Artist Statement


Is it possible to reconcile the search for serenity with the effort to have an effective life in society? Is the compulsion for tension a reflection of the power to resist?

Despite things that I want to change outside of myself, I am limited by my individuality. My capacity is only enough for the surface of a painting. Fortunately, this limited power has the potential to reach an unlimited freedom.

Painting is an expanse of freedom; I would not want to narrow this space with rules and habits. I carefully avoid repeating myself; I prefer to add the dynamism of learning to my painting process by striking with a different physical energy, an experimental color mixture, researching a different material.

My painting session is not the realization of a pre-detailed plan but an improvisation, it is unplanned yet not haphazard. I proceed being in dialogue with the evolvement in the formal elements of the painting. In my case, this dialogue means staring at the surface, talking to myself, dancing, pacing, cleaning my brushes. 

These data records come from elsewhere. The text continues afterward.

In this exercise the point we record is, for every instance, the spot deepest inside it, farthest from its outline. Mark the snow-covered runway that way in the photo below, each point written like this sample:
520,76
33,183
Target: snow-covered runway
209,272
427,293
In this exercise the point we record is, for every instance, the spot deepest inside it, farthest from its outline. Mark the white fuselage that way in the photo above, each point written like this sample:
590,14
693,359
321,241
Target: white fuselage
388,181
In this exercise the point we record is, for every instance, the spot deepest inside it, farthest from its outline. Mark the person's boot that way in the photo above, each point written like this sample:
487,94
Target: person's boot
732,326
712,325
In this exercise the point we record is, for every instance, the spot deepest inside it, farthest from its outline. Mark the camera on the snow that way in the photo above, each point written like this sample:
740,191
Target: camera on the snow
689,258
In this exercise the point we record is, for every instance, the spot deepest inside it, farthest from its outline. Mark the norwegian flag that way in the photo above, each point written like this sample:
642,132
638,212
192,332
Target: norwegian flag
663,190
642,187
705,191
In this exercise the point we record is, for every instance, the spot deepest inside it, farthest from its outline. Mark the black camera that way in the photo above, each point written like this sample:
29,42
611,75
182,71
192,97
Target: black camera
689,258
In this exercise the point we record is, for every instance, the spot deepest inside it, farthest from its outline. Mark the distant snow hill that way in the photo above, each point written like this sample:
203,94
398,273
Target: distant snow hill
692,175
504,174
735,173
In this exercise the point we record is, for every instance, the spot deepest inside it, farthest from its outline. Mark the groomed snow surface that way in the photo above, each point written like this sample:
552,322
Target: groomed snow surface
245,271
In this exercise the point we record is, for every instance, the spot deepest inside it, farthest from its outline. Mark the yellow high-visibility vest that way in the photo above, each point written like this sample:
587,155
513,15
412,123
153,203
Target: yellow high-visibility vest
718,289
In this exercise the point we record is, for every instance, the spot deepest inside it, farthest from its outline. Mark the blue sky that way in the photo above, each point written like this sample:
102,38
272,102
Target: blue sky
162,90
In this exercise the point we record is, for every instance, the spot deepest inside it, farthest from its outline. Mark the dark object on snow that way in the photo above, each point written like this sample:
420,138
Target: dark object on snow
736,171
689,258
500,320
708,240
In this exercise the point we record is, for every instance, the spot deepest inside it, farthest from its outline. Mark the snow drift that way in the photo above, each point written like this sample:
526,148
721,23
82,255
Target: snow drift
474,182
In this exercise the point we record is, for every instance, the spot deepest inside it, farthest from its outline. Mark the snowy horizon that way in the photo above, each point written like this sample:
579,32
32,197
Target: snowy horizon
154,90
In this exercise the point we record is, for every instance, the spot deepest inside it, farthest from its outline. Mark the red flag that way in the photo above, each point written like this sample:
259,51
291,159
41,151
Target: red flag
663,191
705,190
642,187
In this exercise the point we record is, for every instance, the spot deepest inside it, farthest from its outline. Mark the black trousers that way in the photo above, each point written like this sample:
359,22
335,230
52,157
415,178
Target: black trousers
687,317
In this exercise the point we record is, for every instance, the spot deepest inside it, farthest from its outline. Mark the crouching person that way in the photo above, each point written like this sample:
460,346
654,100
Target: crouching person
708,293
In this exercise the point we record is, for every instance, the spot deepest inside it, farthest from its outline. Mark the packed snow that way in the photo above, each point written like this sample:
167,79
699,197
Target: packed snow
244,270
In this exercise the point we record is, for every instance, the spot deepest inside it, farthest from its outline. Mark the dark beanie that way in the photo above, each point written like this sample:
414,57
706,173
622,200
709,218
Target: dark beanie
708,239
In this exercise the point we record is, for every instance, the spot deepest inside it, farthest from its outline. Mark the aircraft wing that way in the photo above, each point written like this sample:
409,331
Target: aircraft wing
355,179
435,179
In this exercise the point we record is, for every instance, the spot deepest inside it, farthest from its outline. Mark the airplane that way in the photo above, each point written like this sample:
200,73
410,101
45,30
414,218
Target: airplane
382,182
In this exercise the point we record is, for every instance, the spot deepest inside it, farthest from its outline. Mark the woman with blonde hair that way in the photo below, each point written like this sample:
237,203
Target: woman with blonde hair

What I go through is not an experience in which I cast myself in pursuit of perfection, where my one misstep can immediately undo everything. I accept imperfection as an extension of the sincerity and directness of the painting process. I activate my power of resistance and keep searching.

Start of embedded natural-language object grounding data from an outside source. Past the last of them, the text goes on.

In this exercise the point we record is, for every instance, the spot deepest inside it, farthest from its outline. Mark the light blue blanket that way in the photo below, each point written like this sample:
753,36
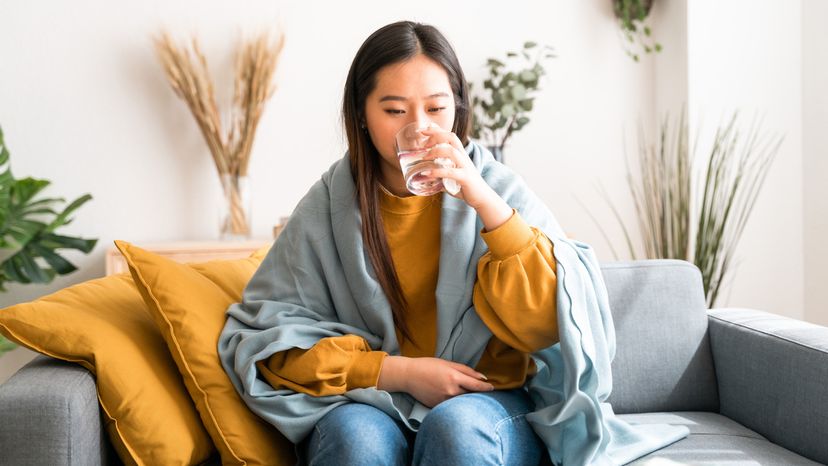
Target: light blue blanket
317,282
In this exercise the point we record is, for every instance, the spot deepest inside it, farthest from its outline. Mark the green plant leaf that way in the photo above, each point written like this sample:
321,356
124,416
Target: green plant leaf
527,104
508,111
58,241
528,76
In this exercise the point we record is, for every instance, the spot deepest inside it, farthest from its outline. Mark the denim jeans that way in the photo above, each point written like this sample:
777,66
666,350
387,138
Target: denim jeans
472,429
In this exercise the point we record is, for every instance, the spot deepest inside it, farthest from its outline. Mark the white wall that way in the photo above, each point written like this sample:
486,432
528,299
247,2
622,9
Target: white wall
84,103
815,157
746,55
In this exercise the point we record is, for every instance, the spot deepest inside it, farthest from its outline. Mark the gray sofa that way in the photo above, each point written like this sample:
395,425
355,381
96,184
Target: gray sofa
752,387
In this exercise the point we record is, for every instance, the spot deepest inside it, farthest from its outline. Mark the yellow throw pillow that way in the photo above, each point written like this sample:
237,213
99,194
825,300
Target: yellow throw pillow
189,303
103,325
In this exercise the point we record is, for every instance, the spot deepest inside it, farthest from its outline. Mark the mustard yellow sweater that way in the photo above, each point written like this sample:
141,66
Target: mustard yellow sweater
514,296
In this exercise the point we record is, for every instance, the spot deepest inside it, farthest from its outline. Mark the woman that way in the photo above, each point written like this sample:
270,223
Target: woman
386,328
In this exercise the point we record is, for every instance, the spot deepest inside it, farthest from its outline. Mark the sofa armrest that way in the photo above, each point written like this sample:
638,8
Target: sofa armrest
772,373
49,414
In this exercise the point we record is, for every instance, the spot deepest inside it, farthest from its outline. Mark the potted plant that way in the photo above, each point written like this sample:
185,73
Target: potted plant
710,204
501,108
28,237
632,16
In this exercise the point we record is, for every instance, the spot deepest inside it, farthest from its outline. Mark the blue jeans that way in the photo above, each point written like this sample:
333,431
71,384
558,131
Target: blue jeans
472,429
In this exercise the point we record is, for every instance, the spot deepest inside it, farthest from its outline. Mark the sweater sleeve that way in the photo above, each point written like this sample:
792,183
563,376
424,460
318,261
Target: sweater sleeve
515,292
332,366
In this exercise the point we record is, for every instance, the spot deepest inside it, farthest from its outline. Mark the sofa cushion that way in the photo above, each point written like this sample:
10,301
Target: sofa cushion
767,365
188,303
103,325
714,440
663,360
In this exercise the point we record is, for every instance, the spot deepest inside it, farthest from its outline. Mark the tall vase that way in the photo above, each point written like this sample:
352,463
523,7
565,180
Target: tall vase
235,208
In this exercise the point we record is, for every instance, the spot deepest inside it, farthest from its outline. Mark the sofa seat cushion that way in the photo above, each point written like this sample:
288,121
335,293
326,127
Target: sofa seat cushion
714,440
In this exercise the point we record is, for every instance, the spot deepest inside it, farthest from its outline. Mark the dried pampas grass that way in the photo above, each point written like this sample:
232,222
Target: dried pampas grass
188,74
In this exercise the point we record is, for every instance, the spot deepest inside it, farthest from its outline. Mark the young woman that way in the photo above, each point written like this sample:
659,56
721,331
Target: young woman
388,328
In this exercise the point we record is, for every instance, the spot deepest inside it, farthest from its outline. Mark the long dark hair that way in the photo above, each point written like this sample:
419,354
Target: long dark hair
391,44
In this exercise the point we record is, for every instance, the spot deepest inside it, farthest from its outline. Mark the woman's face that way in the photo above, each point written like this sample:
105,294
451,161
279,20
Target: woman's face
416,90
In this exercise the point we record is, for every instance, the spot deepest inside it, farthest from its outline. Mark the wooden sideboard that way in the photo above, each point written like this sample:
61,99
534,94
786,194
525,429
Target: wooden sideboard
188,251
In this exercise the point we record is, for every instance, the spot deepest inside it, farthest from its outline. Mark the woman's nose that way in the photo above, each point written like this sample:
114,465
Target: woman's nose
422,119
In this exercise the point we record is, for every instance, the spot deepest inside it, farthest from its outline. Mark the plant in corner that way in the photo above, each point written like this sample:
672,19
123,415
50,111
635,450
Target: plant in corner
28,238
187,73
502,107
632,16
702,227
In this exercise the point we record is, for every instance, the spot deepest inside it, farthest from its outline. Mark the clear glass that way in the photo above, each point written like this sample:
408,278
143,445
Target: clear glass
235,208
412,145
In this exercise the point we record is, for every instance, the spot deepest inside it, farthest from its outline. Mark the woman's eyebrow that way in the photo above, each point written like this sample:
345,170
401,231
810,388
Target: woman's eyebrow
403,99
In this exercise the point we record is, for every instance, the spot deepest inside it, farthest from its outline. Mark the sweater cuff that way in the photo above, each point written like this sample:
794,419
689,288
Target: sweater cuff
510,238
364,370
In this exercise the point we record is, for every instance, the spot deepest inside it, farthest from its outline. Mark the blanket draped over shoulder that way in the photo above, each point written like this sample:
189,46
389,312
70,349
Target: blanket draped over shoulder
317,281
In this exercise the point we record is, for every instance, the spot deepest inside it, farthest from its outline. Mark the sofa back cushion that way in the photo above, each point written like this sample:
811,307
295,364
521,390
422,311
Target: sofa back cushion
663,360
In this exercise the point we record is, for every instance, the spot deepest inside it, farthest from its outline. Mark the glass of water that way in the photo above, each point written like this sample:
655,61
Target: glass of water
412,145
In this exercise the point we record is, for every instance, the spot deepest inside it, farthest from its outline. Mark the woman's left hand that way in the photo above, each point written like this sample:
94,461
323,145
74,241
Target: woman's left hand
474,190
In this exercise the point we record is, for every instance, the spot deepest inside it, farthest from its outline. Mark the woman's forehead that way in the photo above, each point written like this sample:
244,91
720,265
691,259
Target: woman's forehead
419,77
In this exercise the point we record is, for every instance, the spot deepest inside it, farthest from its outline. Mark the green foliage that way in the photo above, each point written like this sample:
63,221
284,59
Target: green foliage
502,106
726,188
28,224
632,15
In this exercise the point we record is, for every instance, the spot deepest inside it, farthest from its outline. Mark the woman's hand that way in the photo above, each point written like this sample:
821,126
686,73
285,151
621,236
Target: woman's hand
430,380
474,190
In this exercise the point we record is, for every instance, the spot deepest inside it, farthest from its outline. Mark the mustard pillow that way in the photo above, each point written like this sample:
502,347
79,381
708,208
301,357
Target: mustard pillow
189,303
103,325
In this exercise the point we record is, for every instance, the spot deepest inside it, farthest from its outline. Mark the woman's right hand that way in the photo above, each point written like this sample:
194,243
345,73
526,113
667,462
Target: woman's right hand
430,380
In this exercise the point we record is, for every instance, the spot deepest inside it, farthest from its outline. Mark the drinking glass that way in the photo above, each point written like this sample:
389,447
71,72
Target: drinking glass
412,145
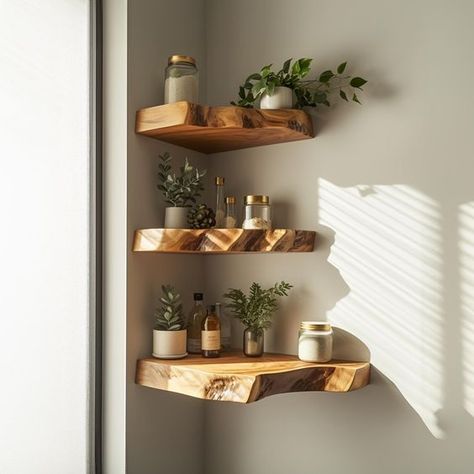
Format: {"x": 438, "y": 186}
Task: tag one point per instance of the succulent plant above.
{"x": 201, "y": 217}
{"x": 169, "y": 317}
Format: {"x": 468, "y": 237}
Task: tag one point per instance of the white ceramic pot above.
{"x": 282, "y": 98}
{"x": 169, "y": 344}
{"x": 176, "y": 218}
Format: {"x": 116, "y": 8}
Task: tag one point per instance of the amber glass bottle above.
{"x": 211, "y": 333}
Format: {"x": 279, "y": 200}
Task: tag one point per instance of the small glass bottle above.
{"x": 211, "y": 334}
{"x": 197, "y": 314}
{"x": 226, "y": 328}
{"x": 315, "y": 341}
{"x": 257, "y": 212}
{"x": 220, "y": 203}
{"x": 181, "y": 79}
{"x": 230, "y": 214}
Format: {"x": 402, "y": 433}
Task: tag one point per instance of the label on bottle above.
{"x": 211, "y": 340}
{"x": 194, "y": 346}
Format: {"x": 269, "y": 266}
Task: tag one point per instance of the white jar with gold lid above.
{"x": 315, "y": 341}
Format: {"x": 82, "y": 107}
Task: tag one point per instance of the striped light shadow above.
{"x": 466, "y": 255}
{"x": 388, "y": 250}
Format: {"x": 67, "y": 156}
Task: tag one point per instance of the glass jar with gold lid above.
{"x": 315, "y": 341}
{"x": 257, "y": 212}
{"x": 181, "y": 79}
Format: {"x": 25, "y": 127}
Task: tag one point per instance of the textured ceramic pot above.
{"x": 282, "y": 98}
{"x": 176, "y": 218}
{"x": 169, "y": 344}
{"x": 253, "y": 343}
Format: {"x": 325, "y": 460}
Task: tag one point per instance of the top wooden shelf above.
{"x": 224, "y": 128}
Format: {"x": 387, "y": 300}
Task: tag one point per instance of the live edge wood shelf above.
{"x": 236, "y": 378}
{"x": 215, "y": 129}
{"x": 219, "y": 241}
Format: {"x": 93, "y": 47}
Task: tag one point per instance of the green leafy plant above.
{"x": 308, "y": 92}
{"x": 169, "y": 317}
{"x": 201, "y": 217}
{"x": 183, "y": 189}
{"x": 256, "y": 309}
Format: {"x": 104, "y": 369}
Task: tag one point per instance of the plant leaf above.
{"x": 357, "y": 82}
{"x": 341, "y": 67}
{"x": 326, "y": 76}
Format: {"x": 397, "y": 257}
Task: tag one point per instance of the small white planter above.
{"x": 282, "y": 98}
{"x": 176, "y": 217}
{"x": 169, "y": 344}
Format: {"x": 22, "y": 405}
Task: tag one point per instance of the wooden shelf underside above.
{"x": 219, "y": 241}
{"x": 224, "y": 128}
{"x": 236, "y": 378}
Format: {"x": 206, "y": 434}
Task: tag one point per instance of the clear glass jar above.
{"x": 315, "y": 341}
{"x": 181, "y": 79}
{"x": 257, "y": 212}
{"x": 230, "y": 214}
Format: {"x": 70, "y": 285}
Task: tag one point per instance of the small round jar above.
{"x": 315, "y": 341}
{"x": 257, "y": 212}
{"x": 181, "y": 79}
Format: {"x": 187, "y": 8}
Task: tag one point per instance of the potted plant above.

The search for color, which may or may not be related to reality, can be considered to constitute the essence of my painting process. I journey towards distant colors, colors that are neither screaming nor muted, colors that carry weight.

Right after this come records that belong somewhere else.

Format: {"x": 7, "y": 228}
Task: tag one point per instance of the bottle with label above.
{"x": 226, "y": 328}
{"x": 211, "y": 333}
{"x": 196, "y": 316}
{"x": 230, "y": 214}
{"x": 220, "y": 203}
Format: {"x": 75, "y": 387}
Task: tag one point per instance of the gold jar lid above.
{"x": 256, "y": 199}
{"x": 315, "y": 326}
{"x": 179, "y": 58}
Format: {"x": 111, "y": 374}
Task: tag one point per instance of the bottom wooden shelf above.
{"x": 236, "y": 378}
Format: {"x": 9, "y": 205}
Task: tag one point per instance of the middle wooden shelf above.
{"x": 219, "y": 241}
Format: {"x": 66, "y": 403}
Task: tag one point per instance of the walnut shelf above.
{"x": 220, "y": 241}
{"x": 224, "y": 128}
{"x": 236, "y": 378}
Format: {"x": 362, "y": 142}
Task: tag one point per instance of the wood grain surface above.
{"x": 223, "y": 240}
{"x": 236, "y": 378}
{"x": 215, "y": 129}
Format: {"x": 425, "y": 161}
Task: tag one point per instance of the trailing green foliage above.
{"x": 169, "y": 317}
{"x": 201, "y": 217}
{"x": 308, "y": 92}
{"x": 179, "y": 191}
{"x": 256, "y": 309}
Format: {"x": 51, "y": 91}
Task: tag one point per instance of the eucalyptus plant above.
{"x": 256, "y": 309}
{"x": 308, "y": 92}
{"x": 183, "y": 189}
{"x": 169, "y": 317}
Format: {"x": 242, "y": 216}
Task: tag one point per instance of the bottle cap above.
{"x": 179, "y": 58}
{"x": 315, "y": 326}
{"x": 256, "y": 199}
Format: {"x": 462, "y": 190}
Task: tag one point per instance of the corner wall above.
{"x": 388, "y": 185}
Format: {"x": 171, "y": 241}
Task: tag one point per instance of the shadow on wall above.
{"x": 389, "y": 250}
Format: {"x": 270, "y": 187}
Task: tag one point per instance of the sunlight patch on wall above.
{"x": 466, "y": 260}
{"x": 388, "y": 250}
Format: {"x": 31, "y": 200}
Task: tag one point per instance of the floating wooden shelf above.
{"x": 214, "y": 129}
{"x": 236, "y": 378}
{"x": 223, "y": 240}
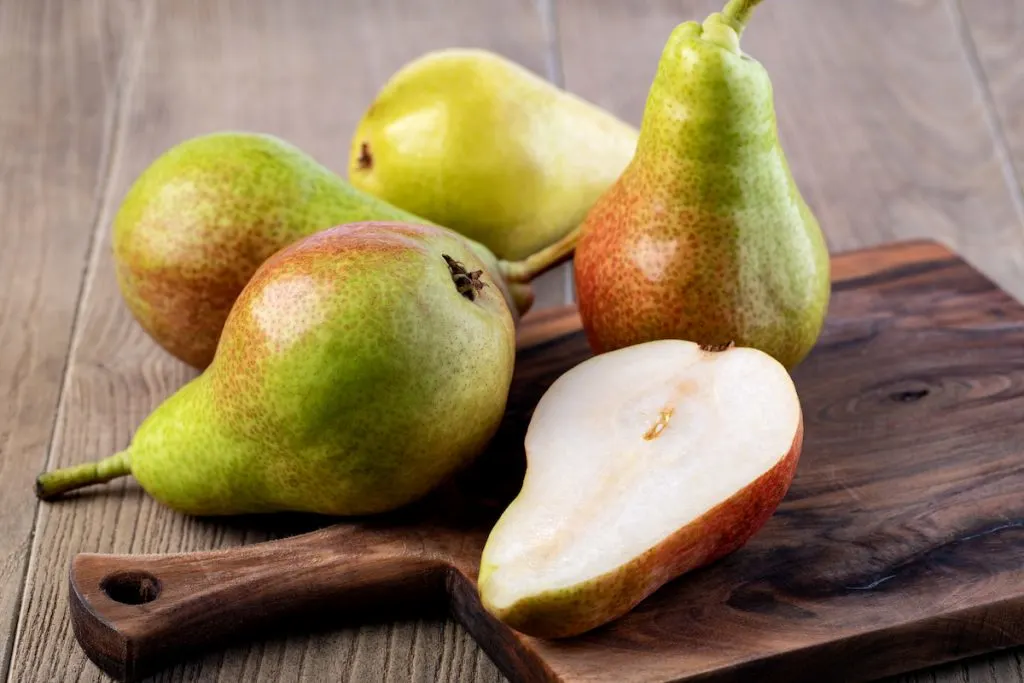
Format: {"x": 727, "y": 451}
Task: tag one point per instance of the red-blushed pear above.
{"x": 642, "y": 464}
{"x": 358, "y": 368}
{"x": 706, "y": 236}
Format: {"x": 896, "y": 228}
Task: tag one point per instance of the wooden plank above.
{"x": 60, "y": 82}
{"x": 993, "y": 35}
{"x": 900, "y": 543}
{"x": 885, "y": 130}
{"x": 305, "y": 71}
{"x": 882, "y": 146}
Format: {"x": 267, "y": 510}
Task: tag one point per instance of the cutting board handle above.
{"x": 135, "y": 613}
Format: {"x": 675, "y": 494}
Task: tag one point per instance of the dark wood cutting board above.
{"x": 900, "y": 544}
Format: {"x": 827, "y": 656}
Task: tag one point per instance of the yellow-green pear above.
{"x": 475, "y": 142}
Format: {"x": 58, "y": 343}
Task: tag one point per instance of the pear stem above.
{"x": 737, "y": 12}
{"x": 535, "y": 265}
{"x": 52, "y": 484}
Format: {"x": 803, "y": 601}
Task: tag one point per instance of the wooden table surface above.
{"x": 901, "y": 118}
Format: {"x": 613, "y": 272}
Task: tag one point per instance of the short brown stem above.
{"x": 537, "y": 264}
{"x": 737, "y": 12}
{"x": 52, "y": 484}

Indeed, a painting can be dark even when it is bright. What brings this about is the act of discovery in the extreme end of each color's character while improvising. While characterizing color (the training of a raw color, i.e. acquiring other identities while preserving it sessence, the emergence of colors with new and different weights), I care for the solidity in the final painting.

The complexity element of my work is aggravated by the collage of contrasting colors and forms, single and multi-layered texture, protected and deliberately destructed surface. Consequently, I aim to overcome the duality of uneasiness and serenity and reach wholeness.

On my canvas, due to the variability of the subconscious imposition of time, memory, form and shape, expression is not in a fixed state; but spiritual surfaces appear, sometimes serene, sometimes dark, and sometimes where the color wanders between muted grays. Tranquil areas and intensely painted areas seek a visual effect in dialogue. When this visual electricity gains its existence, it questions the present statement of expressionism, the highest form of hope in art.

Time is a creation. I value my attempt to preserve the first phases of the painting as a search for synchronicity; I want to ensure that the first and later moments of the painting can be perceived all at once. This desire of mine is consistent with the fact that I constantly carry my past in my mind. From time to time, I revisit an older work; not out of a desire to destroy the past, but to bring it into the present.

My resistance is nourished by my encounter with time and space. Sometimes I resent what exists, and sometimes I gracefully reach out to what does not yet exist. The hope immanent in my work comes out not from the desire for eternity but from the awareness of finitude: Whatever is experienced is temporary, finite. This consciousness always gives me the courage to start anew.

I hope that my work will resonate, but I shy away from the forcefulness of the word ‘resonance’; a more appropriate choice of word might be ‘breeze’. I am aware that life’s meaning is not identical for everyone, and I do not claim to find and communicate a hidden meaning. What I do is to blow on the surface of the canvas and to pass on this breeze, not sparing my fortitude, yet as modestly as possible.